Accomplishments that we're proud of

All aspects of CodeSpeak were very technical and difficult to implement. One that we are very proud of is the frontend UI. One of the challenges in building an app for visually impaired people is ensuring it is easy to read, which usually involves reducing the number and complexity of components, while still ensuring the app effectively communicates its purpose and operation. The frontend of CodeSpeak does exactly that. The main page is visually attractive, while still showing the full complexity of the algorithm. Another challenge we faced was that it was computationally costly to upload the embeddings for the training dataset of the model and it was causing us to reach API Limits quickly on Gemini. So to overcome this issue, we utilized a technique known as asynchronous processing which allowed multiple embeddings to be created at once instead of a single embedding with our traditional synchronous techniques. In addition, we also utilized the timer function so that a certain amount of embeddings are created at a time and after the API timer resets, more embeddings can be generated. As a result, it allowed us to utilize all our embeddings which were used as a dataset for our classification neural network.

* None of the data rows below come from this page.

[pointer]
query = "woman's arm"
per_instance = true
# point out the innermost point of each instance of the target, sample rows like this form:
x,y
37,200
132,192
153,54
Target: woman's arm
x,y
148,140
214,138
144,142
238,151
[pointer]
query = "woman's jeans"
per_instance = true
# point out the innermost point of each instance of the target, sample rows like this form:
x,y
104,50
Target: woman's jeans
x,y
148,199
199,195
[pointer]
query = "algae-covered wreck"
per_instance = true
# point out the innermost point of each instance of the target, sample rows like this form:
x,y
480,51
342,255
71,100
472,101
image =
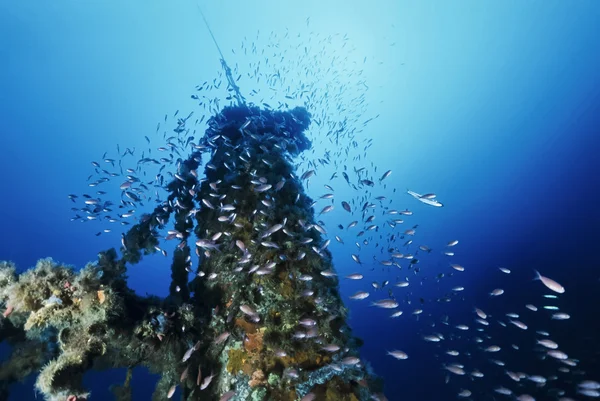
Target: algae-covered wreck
x,y
261,319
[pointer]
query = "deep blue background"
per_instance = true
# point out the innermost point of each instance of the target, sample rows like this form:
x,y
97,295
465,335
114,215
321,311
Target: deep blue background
x,y
494,106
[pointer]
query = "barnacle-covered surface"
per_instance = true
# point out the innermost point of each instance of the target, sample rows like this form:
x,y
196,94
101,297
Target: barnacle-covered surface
x,y
261,318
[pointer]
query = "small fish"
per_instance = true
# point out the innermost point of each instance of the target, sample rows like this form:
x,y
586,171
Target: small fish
x,y
549,283
385,175
398,354
359,295
385,303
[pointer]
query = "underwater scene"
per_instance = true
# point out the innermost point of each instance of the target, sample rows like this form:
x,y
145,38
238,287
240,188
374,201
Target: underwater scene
x,y
297,201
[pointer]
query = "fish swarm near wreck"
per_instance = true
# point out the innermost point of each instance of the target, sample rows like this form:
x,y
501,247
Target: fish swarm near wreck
x,y
262,319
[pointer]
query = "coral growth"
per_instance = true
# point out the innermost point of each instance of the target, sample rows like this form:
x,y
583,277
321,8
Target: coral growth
x,y
254,318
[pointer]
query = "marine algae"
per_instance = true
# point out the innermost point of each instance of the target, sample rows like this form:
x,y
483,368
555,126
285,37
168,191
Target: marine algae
x,y
90,319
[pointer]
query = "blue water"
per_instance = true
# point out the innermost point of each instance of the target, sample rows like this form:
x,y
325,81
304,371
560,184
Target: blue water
x,y
494,106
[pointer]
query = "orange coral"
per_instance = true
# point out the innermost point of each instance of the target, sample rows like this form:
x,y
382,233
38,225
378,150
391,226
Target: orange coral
x,y
248,327
254,341
258,379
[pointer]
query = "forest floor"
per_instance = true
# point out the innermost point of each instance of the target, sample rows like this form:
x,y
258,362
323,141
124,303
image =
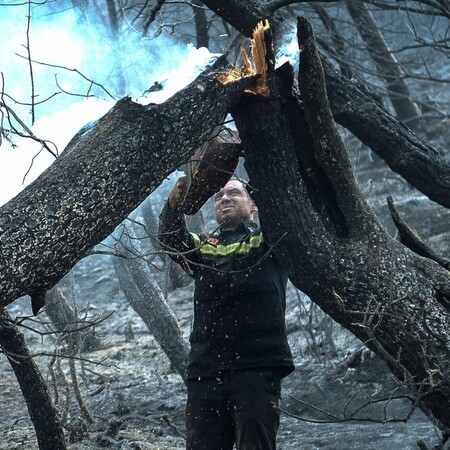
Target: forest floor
x,y
137,402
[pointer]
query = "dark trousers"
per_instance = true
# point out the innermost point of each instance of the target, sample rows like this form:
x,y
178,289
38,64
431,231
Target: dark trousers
x,y
236,407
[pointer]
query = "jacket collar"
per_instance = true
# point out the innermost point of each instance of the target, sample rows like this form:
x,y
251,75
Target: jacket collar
x,y
246,227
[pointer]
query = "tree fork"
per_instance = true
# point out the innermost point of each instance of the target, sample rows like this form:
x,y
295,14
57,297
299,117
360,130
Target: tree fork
x,y
108,169
383,293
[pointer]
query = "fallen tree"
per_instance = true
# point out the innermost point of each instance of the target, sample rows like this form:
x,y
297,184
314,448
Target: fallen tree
x,y
330,241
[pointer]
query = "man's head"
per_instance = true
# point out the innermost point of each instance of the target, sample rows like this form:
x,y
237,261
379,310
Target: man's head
x,y
233,205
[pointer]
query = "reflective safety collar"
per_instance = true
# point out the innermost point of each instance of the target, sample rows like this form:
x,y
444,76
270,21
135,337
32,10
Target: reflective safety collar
x,y
208,247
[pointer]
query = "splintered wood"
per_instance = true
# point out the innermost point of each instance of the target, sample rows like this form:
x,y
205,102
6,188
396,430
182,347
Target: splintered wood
x,y
257,65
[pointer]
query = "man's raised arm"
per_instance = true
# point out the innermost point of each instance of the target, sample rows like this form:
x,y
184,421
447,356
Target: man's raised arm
x,y
174,237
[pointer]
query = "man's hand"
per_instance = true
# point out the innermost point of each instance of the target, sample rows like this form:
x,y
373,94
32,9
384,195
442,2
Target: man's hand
x,y
178,193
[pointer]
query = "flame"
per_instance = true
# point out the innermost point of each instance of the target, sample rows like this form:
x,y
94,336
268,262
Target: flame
x,y
257,65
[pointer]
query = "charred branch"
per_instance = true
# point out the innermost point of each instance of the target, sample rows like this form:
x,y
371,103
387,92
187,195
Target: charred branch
x,y
385,295
410,238
420,164
108,169
425,167
389,67
43,414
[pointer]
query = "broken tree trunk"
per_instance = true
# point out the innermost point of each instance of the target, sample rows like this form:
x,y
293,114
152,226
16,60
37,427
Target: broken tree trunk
x,y
417,162
331,242
105,172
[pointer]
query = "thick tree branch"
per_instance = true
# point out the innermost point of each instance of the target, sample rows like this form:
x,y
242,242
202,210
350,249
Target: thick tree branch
x,y
390,298
420,164
105,172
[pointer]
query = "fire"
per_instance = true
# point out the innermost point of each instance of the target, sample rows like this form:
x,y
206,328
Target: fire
x,y
256,65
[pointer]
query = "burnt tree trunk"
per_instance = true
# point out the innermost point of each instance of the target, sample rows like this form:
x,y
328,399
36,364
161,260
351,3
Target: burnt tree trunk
x,y
146,298
105,172
419,163
43,414
390,69
331,242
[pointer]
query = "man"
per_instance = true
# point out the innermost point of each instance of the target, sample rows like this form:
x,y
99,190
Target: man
x,y
239,350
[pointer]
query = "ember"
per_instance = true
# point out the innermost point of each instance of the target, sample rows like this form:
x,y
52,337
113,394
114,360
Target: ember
x,y
257,65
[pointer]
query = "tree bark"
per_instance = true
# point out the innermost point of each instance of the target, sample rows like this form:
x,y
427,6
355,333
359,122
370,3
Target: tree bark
x,y
49,432
105,172
146,298
419,163
336,251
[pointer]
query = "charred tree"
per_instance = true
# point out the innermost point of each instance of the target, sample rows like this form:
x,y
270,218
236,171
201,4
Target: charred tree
x,y
105,172
146,298
407,111
331,242
49,431
425,167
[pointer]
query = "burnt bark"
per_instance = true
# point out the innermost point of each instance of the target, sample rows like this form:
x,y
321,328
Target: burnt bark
x,y
146,298
419,163
43,414
105,172
389,297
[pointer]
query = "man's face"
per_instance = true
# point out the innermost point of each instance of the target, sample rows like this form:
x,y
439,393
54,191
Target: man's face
x,y
232,205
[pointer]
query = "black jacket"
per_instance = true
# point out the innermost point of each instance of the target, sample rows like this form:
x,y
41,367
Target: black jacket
x,y
239,299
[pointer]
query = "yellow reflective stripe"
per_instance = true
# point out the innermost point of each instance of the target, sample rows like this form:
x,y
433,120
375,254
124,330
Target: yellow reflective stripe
x,y
235,247
197,240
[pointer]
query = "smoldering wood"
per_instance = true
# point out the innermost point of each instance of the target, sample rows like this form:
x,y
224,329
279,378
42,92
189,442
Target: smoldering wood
x,y
106,171
386,295
423,166
389,67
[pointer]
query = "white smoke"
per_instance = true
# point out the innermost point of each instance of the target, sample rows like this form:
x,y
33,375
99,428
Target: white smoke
x,y
128,65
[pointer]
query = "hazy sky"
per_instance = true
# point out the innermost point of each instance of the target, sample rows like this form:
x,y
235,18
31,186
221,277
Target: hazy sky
x,y
59,40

On the backend side, we also faced a tough problem with embedding uploads for our AI model. Uploading the entire training dataset was computationally expensive and quickly hit the API rate limits for Gemini. To get around this, we implemented asynchronous processing, which let us create multiple embeddings in parallel rather than one at a time. We also built a timing system to stagger requests so that we could generate batches of embeddings safely after the API reset. This let us get the full dataset processed and ready for our classification neural network — something that wasn’t possible at first.

What we learned

This project was a huge learning experience for all of us. From building custom React components to parsing code with Python, we had to stretch our skills across both frontend and backend development. We also learned a lot about how AI models are trained and how to integrate them into a real product—especially when it comes to fine-tuning responses and managing model inputs like embeddings.

One of the most eye-opening parts of the experience was designing for accessibility. We had to put ourselves in the shoes of someone with partial or no sight and really think about how they would interact with an interface. That meant rethinking things like layout, color contrast, spacing, and keyboard interaction. It wasn’t always easy, but it gave us a new perspective on inclusive design—and it’s something we’ll carry into future projects.

We also learned a lot about neural networks—not just in theory, but in practice. We explored techniques like clustering and classification in the context of code understanding, and experimented with how to apply them to problems like identifying patterns in code structure or user interaction.

What's next for CodeSpeak

The next feature we want to build is the ability to add and delete entire lines of code. Right now, you can change or remove individual statements, but you can’t add new lines or get rid of whole ones. This becomes a problem if someone wants to insert a missing step the AI forgot, or start a project from scratch without relying on AI-generated templates.

We also ran into issues with the speech-to-text tool. It's not always accurate — if someone slurs their words or uses technical terms like “for loop” or “function,” the system might misinterpret them. This can lead to the wrong prompt being sent to the AI. In the future, we’d like to fix this by either switching to a better speech recognition system or building one ourselves that’s trained for programming and accessibility.